Two new applicants were recommended to open medical marijuana dispensaries along East Grand River Avenue at the Feb. 13 meeting of the East Lansing Planning Commission, bringing the total to four dispensaries requesting a permit from the city council along that road.
Those four dispensaries are now in a showdown to see which one can secure a permit first, effectively barring the other applicants from setting up shop nearby under the city's dispensary distance requirements.
The chance to open on Grand River Avenue
Marijuana dispensaries are required — per East Lansing regulations — to be at least 1,000 feet from another dispensary or liquor store, meaning only one of the four applicants targeting East Grand River Avenue will receive a permit from the city.
DNVK 1, LLC requested to open a medical marijuana dispensary at 1100 E. Grand River Ave. That's right next door to ABCD Properties, LLC, which requested one for 1108 E. Grand River Ave.
ABCD Properties applied for a liquor license around the time they purchased the property, according to Planning and Zoning Administrator David Haywood. He said the developers still need to meet final conditions of the state approval process.
“It sounds like their liquor license is likely a go, pending those final conditions,” he said.
The law firm of Michael D. Stein, representing DNVK 1, sent a letter to the planning commission. In it, Stein alleges ABCD Properties intends to open a liquor store solely to prevent the opening of a competing dispensary.
In addition to DNVK 1 and ABCD, EL Grand, Inc., seeks a permit for 1054 E. Grand River Ave. All three have received the Planning Commission's recommendation.
CA-East Lansing, Inc., is also requesting a future recommendation from the commission for a dispensary at 1234 E. Grand River Ave.
If ABCD receives a liquor license, the other three parties' ability to open where they planned would be contingent upon the planning commission's recommendation to change the distance requirements.
Mayor Mark Meadows isn’t sure how the commission's recommended changes will be received by the city council. He said if the 1,000-foot distance requirement stays constant — and ABCD opens a liquor store — the council could not approve any provisioning center other than ABCD's.
“That really is a poison pill in that area with regard to other provisioning centers,” he said.
Pot shops with no property?
John Mucha, attorney for Valvoline, the current occupant of 1054 E. Grand River Ave., said Valvoline still has the rights to the property for a significant period of time and that any plans to open a dispensary at the location may be premature.
Mucha made a similar point last month when DNVK indicated their interest in the property. The company withdrew its request in the Jan. 23 planning commission meeting before submitting its current proposal for 1100 E. Grand River Ave.
He said EL Grand currently has no legal standing to construct a dispensary at that location, but added that Valvoline isn't completely against the idea of working out an agreement with EL Grand.

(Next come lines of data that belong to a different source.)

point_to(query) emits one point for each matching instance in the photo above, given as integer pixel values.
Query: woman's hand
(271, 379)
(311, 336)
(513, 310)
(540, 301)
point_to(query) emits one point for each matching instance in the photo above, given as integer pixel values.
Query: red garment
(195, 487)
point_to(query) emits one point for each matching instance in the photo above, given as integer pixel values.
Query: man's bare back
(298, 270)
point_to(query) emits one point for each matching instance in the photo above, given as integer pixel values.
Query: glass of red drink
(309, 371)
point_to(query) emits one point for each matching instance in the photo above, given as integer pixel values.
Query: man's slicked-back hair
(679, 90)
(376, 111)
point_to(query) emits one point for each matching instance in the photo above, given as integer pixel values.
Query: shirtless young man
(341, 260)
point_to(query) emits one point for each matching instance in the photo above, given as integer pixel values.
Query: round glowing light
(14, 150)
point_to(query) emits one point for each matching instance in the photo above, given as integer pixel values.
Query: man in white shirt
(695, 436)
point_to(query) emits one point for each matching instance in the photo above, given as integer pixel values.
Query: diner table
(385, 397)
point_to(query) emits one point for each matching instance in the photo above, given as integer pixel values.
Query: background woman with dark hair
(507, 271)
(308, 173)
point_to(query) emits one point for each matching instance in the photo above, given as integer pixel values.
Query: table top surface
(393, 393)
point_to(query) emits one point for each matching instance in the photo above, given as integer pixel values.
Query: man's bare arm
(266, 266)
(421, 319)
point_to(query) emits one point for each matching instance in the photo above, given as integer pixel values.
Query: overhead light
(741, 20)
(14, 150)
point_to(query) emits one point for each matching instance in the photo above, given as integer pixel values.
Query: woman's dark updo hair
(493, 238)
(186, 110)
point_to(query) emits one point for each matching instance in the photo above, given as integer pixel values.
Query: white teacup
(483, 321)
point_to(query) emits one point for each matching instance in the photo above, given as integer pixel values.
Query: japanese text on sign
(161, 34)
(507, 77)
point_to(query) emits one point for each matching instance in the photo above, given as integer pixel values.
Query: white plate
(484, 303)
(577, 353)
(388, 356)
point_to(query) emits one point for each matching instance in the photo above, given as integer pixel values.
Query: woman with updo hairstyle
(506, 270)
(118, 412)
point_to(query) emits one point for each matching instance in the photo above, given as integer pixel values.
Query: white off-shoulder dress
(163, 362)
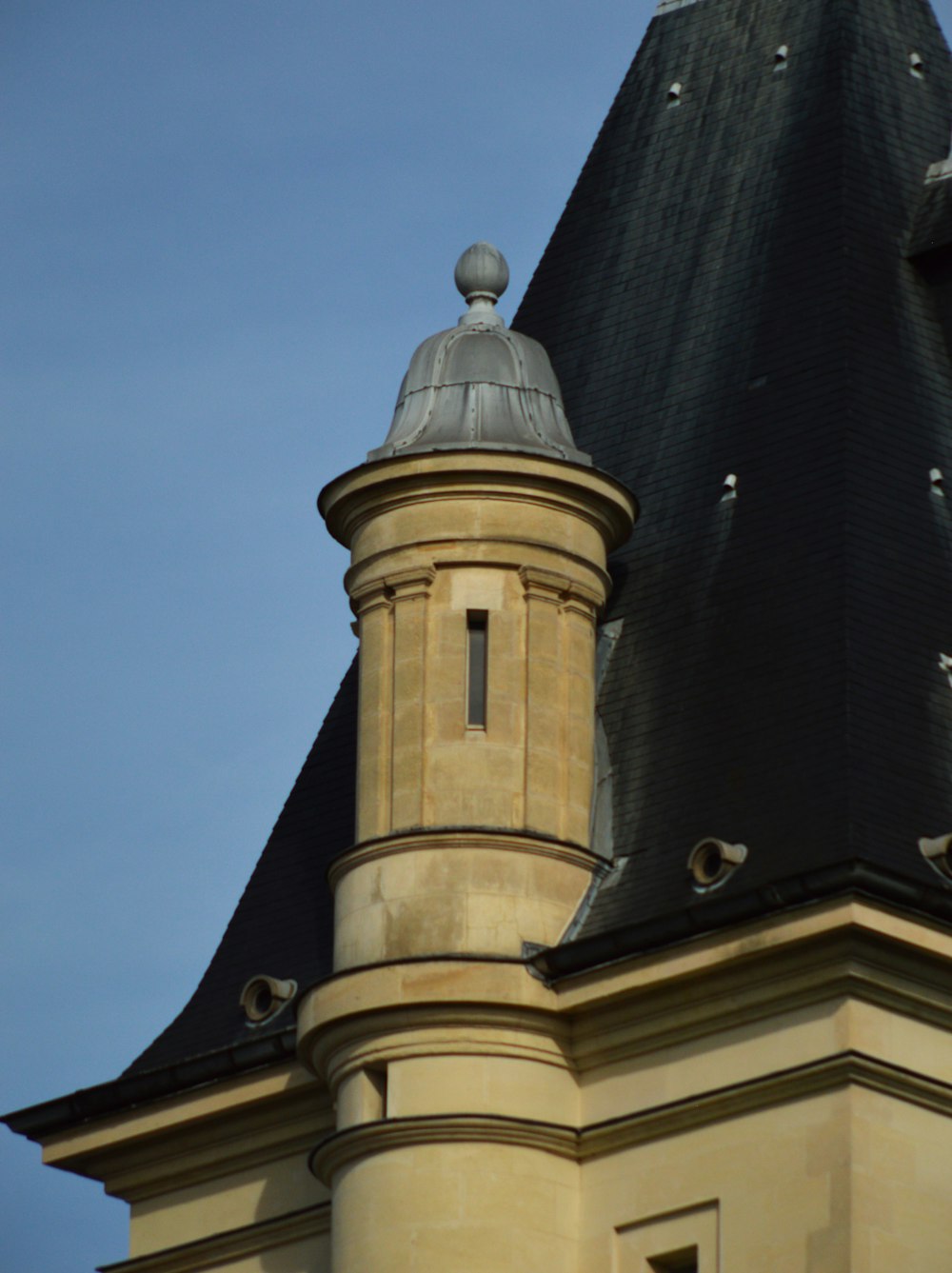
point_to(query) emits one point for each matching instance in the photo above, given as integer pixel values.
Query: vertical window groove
(476, 662)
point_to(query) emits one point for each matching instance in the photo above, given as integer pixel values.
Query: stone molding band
(460, 838)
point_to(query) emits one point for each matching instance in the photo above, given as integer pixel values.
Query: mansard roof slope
(744, 336)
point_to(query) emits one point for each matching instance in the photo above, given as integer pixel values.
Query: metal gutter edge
(131, 1090)
(856, 877)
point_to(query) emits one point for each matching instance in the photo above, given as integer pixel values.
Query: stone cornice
(231, 1243)
(830, 1073)
(801, 1083)
(197, 1138)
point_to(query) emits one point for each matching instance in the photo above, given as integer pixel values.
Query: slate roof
(728, 291)
(747, 280)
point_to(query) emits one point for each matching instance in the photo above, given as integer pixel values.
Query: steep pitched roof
(728, 291)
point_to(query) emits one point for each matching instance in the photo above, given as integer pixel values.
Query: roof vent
(937, 853)
(264, 997)
(711, 861)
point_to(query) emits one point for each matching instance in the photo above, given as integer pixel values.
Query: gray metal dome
(479, 385)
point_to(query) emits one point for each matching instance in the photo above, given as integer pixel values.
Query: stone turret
(479, 536)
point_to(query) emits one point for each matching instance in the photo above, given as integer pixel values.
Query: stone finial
(482, 272)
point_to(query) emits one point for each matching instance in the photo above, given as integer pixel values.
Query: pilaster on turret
(479, 540)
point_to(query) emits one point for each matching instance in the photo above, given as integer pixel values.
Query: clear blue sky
(227, 224)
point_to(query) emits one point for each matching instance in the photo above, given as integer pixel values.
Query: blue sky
(227, 226)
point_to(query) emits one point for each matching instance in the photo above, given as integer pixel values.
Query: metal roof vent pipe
(264, 997)
(937, 853)
(711, 861)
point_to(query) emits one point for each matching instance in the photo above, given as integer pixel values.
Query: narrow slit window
(476, 652)
(675, 1262)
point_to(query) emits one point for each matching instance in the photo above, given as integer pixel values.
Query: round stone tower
(479, 539)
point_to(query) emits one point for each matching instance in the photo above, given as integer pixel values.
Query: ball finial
(482, 272)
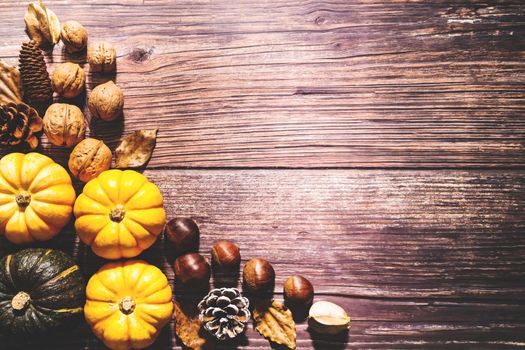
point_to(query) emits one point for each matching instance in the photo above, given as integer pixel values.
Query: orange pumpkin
(36, 197)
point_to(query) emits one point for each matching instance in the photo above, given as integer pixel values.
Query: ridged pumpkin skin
(128, 303)
(36, 197)
(119, 214)
(41, 291)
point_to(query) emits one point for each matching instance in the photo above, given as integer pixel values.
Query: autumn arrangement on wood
(118, 213)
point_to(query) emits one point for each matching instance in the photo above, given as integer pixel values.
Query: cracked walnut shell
(106, 101)
(89, 158)
(102, 57)
(74, 36)
(64, 124)
(68, 80)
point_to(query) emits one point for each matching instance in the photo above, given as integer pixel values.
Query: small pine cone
(224, 313)
(35, 78)
(19, 123)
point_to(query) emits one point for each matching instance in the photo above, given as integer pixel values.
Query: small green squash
(41, 290)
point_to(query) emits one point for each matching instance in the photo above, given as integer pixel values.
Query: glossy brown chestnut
(192, 270)
(258, 276)
(183, 234)
(298, 291)
(225, 255)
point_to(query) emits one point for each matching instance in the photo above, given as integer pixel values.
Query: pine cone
(224, 313)
(19, 123)
(35, 79)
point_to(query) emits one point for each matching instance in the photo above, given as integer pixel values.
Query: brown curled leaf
(10, 84)
(188, 328)
(42, 25)
(275, 322)
(135, 149)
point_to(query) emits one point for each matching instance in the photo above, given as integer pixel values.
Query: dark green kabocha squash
(41, 290)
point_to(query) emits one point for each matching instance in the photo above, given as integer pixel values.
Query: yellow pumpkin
(127, 304)
(36, 197)
(119, 214)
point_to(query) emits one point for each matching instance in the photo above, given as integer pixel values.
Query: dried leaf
(188, 328)
(10, 84)
(42, 24)
(135, 149)
(275, 322)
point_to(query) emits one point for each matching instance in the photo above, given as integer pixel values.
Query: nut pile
(31, 88)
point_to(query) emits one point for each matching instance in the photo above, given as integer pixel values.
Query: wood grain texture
(420, 259)
(426, 259)
(310, 83)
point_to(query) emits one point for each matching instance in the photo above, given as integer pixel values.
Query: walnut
(74, 36)
(89, 158)
(106, 101)
(42, 25)
(68, 79)
(102, 57)
(64, 124)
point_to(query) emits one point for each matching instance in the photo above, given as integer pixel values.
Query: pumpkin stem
(20, 301)
(127, 305)
(23, 199)
(118, 213)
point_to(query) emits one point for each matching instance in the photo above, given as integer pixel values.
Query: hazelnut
(64, 124)
(88, 159)
(183, 234)
(192, 271)
(258, 276)
(102, 57)
(106, 101)
(298, 291)
(74, 36)
(68, 79)
(225, 255)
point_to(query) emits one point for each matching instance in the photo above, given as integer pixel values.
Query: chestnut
(258, 276)
(298, 291)
(225, 255)
(192, 270)
(183, 234)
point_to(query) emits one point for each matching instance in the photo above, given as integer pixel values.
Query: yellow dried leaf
(135, 149)
(188, 328)
(10, 84)
(275, 322)
(42, 24)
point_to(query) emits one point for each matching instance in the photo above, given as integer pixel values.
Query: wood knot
(140, 54)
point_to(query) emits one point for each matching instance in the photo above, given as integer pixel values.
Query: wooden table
(375, 147)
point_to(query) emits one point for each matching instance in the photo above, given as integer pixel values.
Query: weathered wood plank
(310, 84)
(420, 259)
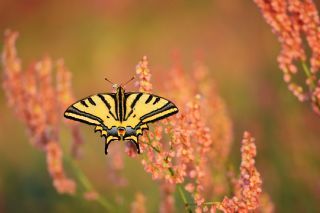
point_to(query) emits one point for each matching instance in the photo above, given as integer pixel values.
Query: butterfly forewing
(144, 108)
(95, 110)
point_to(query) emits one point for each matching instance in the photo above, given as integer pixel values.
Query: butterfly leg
(137, 146)
(106, 148)
(108, 141)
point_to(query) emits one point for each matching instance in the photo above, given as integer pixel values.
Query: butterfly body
(121, 116)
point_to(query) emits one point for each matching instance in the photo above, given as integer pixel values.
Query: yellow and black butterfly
(121, 115)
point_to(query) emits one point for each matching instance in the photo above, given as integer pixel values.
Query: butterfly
(120, 115)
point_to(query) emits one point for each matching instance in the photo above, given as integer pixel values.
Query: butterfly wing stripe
(163, 111)
(156, 101)
(134, 102)
(75, 114)
(149, 99)
(161, 115)
(83, 102)
(91, 101)
(107, 105)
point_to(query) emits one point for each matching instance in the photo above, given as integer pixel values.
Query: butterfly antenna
(123, 84)
(109, 81)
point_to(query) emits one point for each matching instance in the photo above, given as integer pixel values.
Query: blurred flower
(138, 206)
(91, 195)
(186, 156)
(294, 22)
(34, 100)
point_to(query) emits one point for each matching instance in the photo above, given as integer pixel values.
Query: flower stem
(179, 186)
(85, 182)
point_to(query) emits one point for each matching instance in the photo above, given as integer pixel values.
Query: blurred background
(100, 39)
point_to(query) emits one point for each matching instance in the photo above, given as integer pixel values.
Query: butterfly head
(121, 132)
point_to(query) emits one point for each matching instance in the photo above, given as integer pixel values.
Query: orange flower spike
(144, 76)
(247, 195)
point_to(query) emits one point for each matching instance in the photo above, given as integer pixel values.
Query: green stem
(307, 71)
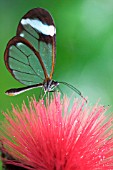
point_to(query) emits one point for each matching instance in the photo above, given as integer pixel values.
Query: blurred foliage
(84, 46)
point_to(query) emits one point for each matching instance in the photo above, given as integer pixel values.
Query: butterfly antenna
(74, 89)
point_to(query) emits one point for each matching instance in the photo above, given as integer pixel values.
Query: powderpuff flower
(55, 136)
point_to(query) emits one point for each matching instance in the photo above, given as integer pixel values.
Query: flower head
(53, 136)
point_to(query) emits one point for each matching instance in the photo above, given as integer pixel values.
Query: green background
(84, 46)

“There’s been no decision yet with regard to what Valvoline wants to do with that property,” Mucha said.
Commissioner John Cahill said because only one dispensary can operate within that 1,000-foot radius, it doesn't make sense for the commission to approve an applicant who doesn’t own the property.
“I think that’s crazy to go forward on that,” he said.
Commissioner Dale Downes didn’t let the dispute stop him from recommending EL Grand's application to the city council.
“By the same token, it’s really kind of hearsay,” he said. “We’ve never seen a leasing agreement. It’s all subject to a legal interpretation.”
Jerome Abood is a party of interest in EL Grand's proposed development. He said it’s not unusual for paperwork to be incomplete or for previous leasing agreements to still be in place during the permit process.
“Our intent is to complete the agreement with Valvoline,” he said.
If an agreement isn’t reached, then Abood will will withdraw the application.
Vice Chair Kathleen Boyle said if EL Grand is otherwise suited for a dispensary business, then the company shouldn't be denied a recommendation to the city council solely based on the lack of a leasing agreement.
The planning commission forwarded all permit requests for marijuana dispensaries to the city council in its meeting, but the battle for the pot shops' operation in East Lansing is far from over.
“That's the nature of the beast here,” Abood said. “The way the city issued the ordinance, it has been a little bit of a race.”
Other takeaways from the meeting
Green Peak Industries, LLC was also approved for a permit request, moving along in its effort to open a dispensary on West Road.
The transportation commission asked the developers to implement an 8-foot sidewalk on West Road and Coolidge Road in part because of the company, according to East Lansing senior planner Darcy Schmitt.